If well-designed trials demonstrate that a pessary improves outcomes in twins with a short cervix, it could potentially improve outcomes for a large number of twins given the high incidence of a short cervix and preterm birth in this population. It is relatively inexpensive and without known associated adverse outcomes. The Arabin pessary is readily available and can be purchased online through several vendors. It could also affect the routine management of twin pregnancies, increasing support for routine cervical length screening in this population. Currently, the available treatments include cerclage and progesterone. Although cerclage is not a standard treatment for patients with twin pregnancies and a short cervix in the second trimester, there are data to suggest that it is beneficial in twin pregnancies with either a very short cervix (less than 15 mm)8 or a dilated cervix.17,18 A recent meta-analysis suggests that progesterone supplementation is associated with improved outcomes in twins with a short cervix.10
The strengths of our study include uniform management of twin pregnancies regardless of pessary placement as well as our ability to match women in the case group to women in a control group according to gestational age and cervical length. However, our study is not without limitations.
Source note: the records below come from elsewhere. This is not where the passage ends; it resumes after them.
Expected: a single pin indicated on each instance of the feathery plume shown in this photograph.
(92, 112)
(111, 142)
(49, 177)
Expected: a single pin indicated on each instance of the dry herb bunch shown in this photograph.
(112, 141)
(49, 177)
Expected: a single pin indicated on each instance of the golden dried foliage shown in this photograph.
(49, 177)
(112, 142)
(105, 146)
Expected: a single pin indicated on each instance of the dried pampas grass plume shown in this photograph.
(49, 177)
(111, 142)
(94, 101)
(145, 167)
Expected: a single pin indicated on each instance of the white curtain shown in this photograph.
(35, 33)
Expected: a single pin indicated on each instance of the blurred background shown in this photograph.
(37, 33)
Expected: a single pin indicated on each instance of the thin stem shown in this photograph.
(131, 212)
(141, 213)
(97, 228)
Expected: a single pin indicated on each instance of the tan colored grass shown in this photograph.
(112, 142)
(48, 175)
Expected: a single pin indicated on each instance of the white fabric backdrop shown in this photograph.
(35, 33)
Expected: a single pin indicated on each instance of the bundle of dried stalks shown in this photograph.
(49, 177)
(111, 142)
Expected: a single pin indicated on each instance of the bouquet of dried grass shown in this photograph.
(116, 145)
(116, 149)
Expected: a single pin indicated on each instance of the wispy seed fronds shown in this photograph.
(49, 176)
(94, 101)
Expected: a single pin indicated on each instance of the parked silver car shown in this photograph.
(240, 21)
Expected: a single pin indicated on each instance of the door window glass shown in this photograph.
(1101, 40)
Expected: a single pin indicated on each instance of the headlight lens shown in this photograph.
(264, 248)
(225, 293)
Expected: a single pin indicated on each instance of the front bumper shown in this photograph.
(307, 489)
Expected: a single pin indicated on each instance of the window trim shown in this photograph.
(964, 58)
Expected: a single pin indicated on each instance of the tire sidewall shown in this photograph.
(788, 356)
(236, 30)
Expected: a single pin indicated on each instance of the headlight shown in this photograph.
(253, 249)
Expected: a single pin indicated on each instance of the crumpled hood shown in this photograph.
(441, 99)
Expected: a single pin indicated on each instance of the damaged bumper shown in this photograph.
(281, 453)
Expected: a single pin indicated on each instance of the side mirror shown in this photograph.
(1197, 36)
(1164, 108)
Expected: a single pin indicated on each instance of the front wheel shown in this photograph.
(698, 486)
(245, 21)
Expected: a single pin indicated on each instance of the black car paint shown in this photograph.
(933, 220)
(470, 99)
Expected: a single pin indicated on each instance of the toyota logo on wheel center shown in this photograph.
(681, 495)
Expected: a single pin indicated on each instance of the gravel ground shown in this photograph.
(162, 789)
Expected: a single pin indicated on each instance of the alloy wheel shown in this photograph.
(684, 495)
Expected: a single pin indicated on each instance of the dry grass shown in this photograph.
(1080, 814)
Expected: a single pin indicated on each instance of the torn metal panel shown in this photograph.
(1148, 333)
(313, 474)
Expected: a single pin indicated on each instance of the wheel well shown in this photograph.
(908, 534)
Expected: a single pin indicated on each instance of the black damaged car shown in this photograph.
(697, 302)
Because it was a relatively small retrospective study, the positive results, although statistically significant, must be interpreted with caution, and we did not have enough power to detect differences in rare outcomes. Although we controlled for the most clinically relevant factors, cervical length, and gestational age, the decision to place a pessary or not could have been influenced by other unknown factors including patient preference or physician intuition, and unrecorded baseline characteristics could have differed between the groups as well. The differences in chorionicity and IVF between the groups did not appear to affect the results, but the regression analysis is limited by the small number of cases and outcomes. Also, we did not have proper women in a control group for two so they had to be excluded. Therefore, our study does not address whether a pessary is beneficial for women with twin pregnancies and a short cervix at earlier gestational ages. Our cohort was relatively homogenous, and it is unknown whether our results could be extrapolated to other populations. Finally, because all of our patients also received vaginal progesterone, we do not know the benefit of cervical pessary without concurrent vaginal progesterone nor do we know which of the two interventions is more effective or whether patients should receive both or either of them.
In conclusion, our study suggests that for twin pregnancies with a short cervix, cervical pessary is associated with a prolonged gestation and reduced risk of adverse neonatal outcomes. A large randomized trial should be performed to verify these retrospective findings.